Ihr Plan wurde mit umstrittenen Bemühungen der britischen Regierung verglichen, Tausende von Asylsuchenden nach Ruanda zu schicken, die jedoch durch rechtliche Hindernisse behindert wurden . Ein Sprecher der Europäischen Kommission sagte, sie ersuche Italien um Einzelheiten, warnte jedoch davor, sicherzustellen, dass "jede Vereinbarung in vollem Einklang mit EU-Recht und internationalem Recht steht".

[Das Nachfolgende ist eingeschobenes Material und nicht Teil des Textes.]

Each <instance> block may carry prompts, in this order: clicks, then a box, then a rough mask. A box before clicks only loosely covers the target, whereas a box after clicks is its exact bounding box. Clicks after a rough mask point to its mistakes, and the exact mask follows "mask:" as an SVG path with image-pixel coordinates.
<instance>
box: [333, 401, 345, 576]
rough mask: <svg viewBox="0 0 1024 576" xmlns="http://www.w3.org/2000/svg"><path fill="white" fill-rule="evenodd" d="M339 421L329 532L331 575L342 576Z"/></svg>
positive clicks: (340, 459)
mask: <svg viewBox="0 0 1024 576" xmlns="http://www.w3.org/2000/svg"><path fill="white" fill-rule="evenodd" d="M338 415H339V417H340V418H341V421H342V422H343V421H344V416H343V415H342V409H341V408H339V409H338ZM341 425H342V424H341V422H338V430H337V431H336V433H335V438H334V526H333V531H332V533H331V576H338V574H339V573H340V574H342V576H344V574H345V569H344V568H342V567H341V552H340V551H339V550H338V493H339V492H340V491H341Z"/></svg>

In Berlin sagte Scholz, seine Regierung überlege noch, ob Asylverfahren außerhalb der EU möglich seien, sei aber noch nicht bereit für eine Entscheidung über das seit langem höchst umstrittene Thema. Pahlke sagte, die Diskussion darüber, ob Asylverfahren außerhalb der EU stattfinden könnten, sei "rechtlich und praktisch faktisch unmöglich und daher eine Scheinlösung".